Cursor-based pagination

The problem with offset pagination

Offset pagination is the natural first instinct. Give the client a page number or an offset count. On each request, skip that many rows and return the next batch.

GET /tweets?user_id=42&offset=20&limit=20
-- "Give me tweets 21-40"

SELECT * FROM tweets WHERE user_id = 42
ORDER BY created_at DESC
LIMIT 20 OFFSET 20;

This works correctly on a static dataset. It breaks the moment anything is inserted or deleted while a user is paging through results.

Consider a user's timeline with 100 tweets ordered newest-first. The client has loaded the first page (tweets 1-20). While they read, three new tweets arrive at the top. The second page request with OFFSET 20 now returns tweets 21-40 from the original numbering. But because three new tweets shifted everything down by 3, the second page actually returns tweets 18-37 from the user's perspective, repeating tweets 18-20 from the first page and skipping nothing.

The same problem happens on deletes: items are silently skipped.

I see this described as a niche problem in interviews. It is not. Any social feed, message list, order history, or search result where items arrive while the user browses suffers from this.
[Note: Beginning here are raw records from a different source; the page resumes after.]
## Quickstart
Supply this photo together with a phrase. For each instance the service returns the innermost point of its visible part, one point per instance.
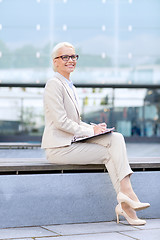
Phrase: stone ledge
(40, 165)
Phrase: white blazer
(62, 116)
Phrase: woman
(63, 124)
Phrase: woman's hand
(100, 128)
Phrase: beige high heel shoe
(121, 197)
(131, 221)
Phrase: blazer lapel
(70, 92)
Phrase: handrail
(84, 85)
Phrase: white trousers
(108, 149)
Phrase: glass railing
(133, 112)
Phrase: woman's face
(65, 67)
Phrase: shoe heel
(117, 218)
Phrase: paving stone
(101, 227)
(100, 236)
(144, 234)
(26, 232)
(151, 224)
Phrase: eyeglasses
(67, 57)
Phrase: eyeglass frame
(70, 56)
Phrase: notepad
(108, 130)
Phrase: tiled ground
(85, 231)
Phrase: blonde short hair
(56, 49)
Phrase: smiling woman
(63, 125)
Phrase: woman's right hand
(99, 129)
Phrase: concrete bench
(34, 192)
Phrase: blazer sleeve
(53, 100)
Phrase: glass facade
(118, 40)
(118, 43)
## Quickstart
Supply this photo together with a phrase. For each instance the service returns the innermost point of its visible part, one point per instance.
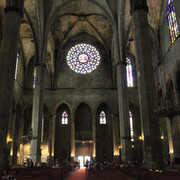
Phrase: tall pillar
(115, 132)
(123, 114)
(72, 137)
(170, 140)
(35, 150)
(8, 53)
(11, 130)
(94, 135)
(152, 153)
(18, 142)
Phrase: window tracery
(102, 117)
(172, 21)
(83, 58)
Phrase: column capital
(14, 5)
(40, 64)
(13, 8)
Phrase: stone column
(8, 53)
(152, 151)
(94, 135)
(169, 133)
(72, 136)
(115, 132)
(35, 150)
(52, 119)
(18, 143)
(123, 113)
(10, 134)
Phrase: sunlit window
(17, 60)
(64, 119)
(102, 117)
(129, 73)
(131, 126)
(34, 78)
(42, 130)
(172, 21)
(83, 58)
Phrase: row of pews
(43, 173)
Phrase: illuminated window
(34, 78)
(42, 130)
(172, 21)
(102, 118)
(17, 60)
(83, 58)
(64, 119)
(131, 126)
(129, 73)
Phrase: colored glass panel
(131, 126)
(129, 73)
(17, 60)
(83, 58)
(172, 21)
(64, 119)
(34, 78)
(102, 118)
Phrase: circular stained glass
(83, 58)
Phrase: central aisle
(80, 174)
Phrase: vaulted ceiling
(61, 20)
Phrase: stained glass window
(42, 130)
(64, 119)
(17, 60)
(102, 118)
(131, 126)
(172, 21)
(34, 78)
(83, 58)
(129, 73)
It is the correct default for almost every paginated API.

What cursor pagination is

Cursor-based pagination (also called keyset pagination) anchors each page request to a specific row identity rather than a positional offset. The server returns an opaque token called a cursor encoding the last item the client received; subsequent requests attach this token and the server translates it into a WHERE predicate to fetch the next batch.

Think of it like a bookmark in a book. You do not say "give me page 87." You put a bookmark after the last sentence you read and say "start from here." New chapters added before your bookmark do not move it; it stays anchored to the content you last read.
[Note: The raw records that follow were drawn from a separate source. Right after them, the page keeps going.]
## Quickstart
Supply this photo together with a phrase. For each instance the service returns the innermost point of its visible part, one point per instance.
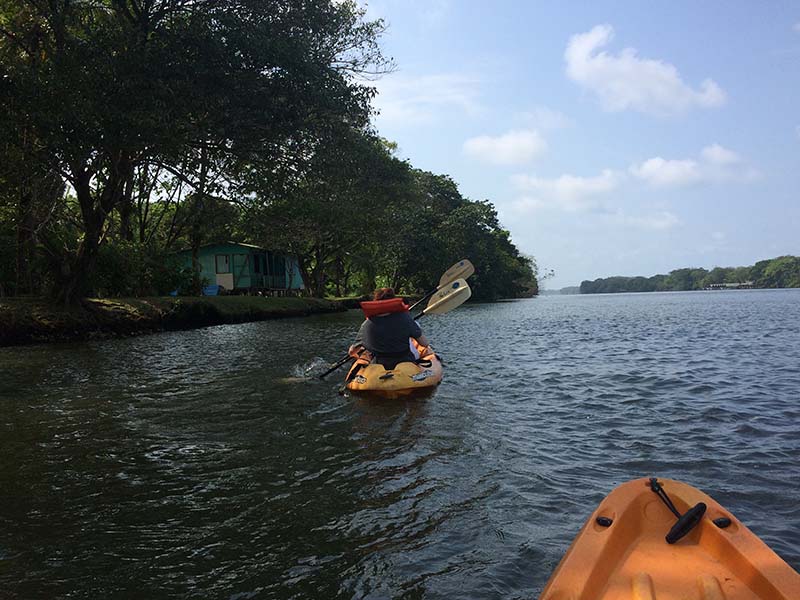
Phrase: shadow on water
(209, 464)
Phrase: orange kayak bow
(665, 540)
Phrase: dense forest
(780, 272)
(135, 128)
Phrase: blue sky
(614, 138)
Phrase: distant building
(246, 268)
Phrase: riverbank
(33, 320)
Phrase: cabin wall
(246, 268)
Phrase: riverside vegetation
(780, 272)
(135, 129)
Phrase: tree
(101, 88)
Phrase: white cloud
(626, 81)
(718, 155)
(568, 192)
(542, 117)
(656, 222)
(715, 165)
(420, 99)
(512, 148)
(661, 172)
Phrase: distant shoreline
(744, 289)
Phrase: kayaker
(388, 330)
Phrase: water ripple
(197, 464)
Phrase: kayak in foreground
(404, 379)
(635, 547)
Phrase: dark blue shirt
(388, 334)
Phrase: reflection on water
(204, 463)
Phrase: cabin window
(223, 263)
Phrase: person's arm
(359, 342)
(416, 332)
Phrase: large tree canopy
(96, 89)
(137, 127)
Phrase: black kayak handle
(686, 522)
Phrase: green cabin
(246, 268)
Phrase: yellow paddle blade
(461, 270)
(448, 298)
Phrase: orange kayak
(622, 551)
(405, 379)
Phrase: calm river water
(195, 465)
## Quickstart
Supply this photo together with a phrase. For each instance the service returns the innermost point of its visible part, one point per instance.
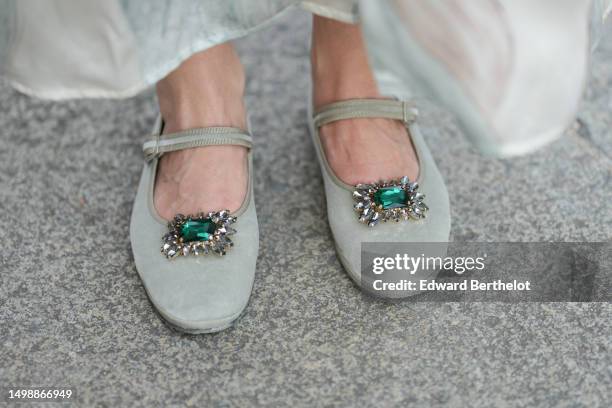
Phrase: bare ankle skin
(358, 150)
(205, 90)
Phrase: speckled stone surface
(74, 313)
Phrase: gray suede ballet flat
(361, 213)
(198, 269)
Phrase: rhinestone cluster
(198, 234)
(389, 200)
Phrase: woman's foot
(205, 90)
(358, 150)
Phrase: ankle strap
(187, 139)
(366, 108)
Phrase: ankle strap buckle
(410, 112)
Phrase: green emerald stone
(390, 197)
(197, 230)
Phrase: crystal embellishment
(389, 200)
(199, 234)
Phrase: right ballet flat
(343, 204)
(198, 270)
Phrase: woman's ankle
(205, 90)
(340, 68)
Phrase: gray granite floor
(73, 311)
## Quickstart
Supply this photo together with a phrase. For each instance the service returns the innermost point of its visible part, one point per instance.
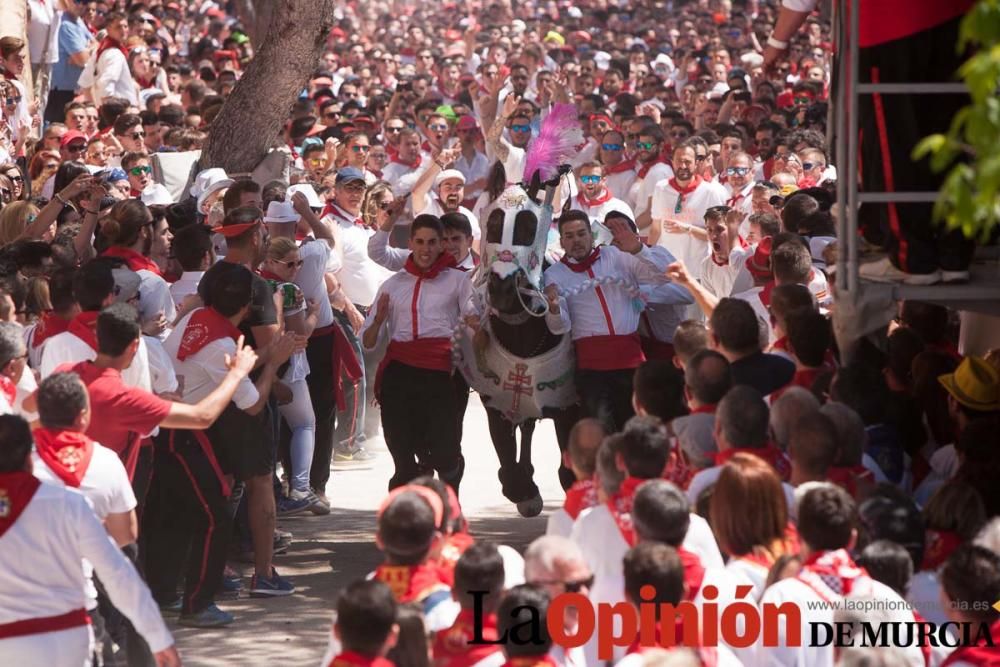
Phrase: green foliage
(970, 151)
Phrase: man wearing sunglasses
(619, 172)
(596, 200)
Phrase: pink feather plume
(559, 138)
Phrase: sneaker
(317, 505)
(273, 586)
(291, 507)
(209, 617)
(172, 608)
(358, 458)
(882, 271)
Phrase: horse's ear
(534, 185)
The cursor is the only mechanism that guarantees stable, consistent pages in a dataset that changes between requests. Every major social feed, messaging API, and activity stream uses this approach.

How cursor-based pagination works

Instead of "skip N rows", the client tells the server "give me everything after this specific record". The cursor is an opaque token encoding the last item the client received. The server uses it as a WHERE clause filter, not an OFFSET.

GET /tweets?user_id=42&cursor=01905cce182&limit=20
-- "Give me tweets after tweet ID 01905cce182"

SELECT * FROM tweets
WHERE user_id = 42
  AND tweet_id < 01905cce182   -- cursor as WHERE predicate
ORDER BY tweet_id DESC
LIMIT 20;

The query is a range scan from a known position. No matter how many new tweets arrive after the cursor position, the result set is stable. Items are never skipped or duplicated.

The server includes the cursor for the next page in every response:

GET /tweets?user_id=42&limit=20
Response: {
  "tweets": [...20 items...],
  "next_cursor": "01905cce182",  // last tweet_id from this page
  "has_more": true
}

The client passes next_cursor as the cursor on the next request. When has_more is false or next_cursor is absent, the list is exhausted.

What makes a good cursor

The cursor must encode enough information to deterministically locate the boundary between one page and the next. The most common choices:

Primary key as cursor. When the primary key is time-sortable (Snowflake ID, ULID, UUID v7), the ID itself encodes the sort position. The cursor is just the last-seen ID, and the WHERE clause is WHERE id < last_id.

-- Primary key is a Snowflake ID; ID encodes time, so ORDER BY id = ORDER BY time
SELECT * FROM tweets WHERE user_id = ? AND tweet_id < ? ORDER BY tweet_id DESC LIMIT 20
--                                                  ^^^^^^^^^^^^^^^^^^^
--                                         cursor used as WHERE predicate, not OFFSET

Composite cursor. When sorting by a non-unique column (e.g. created_at, which two simultaneous writes can share the same value), the cursor must encode both the sort column value and the tie-breaking primary key.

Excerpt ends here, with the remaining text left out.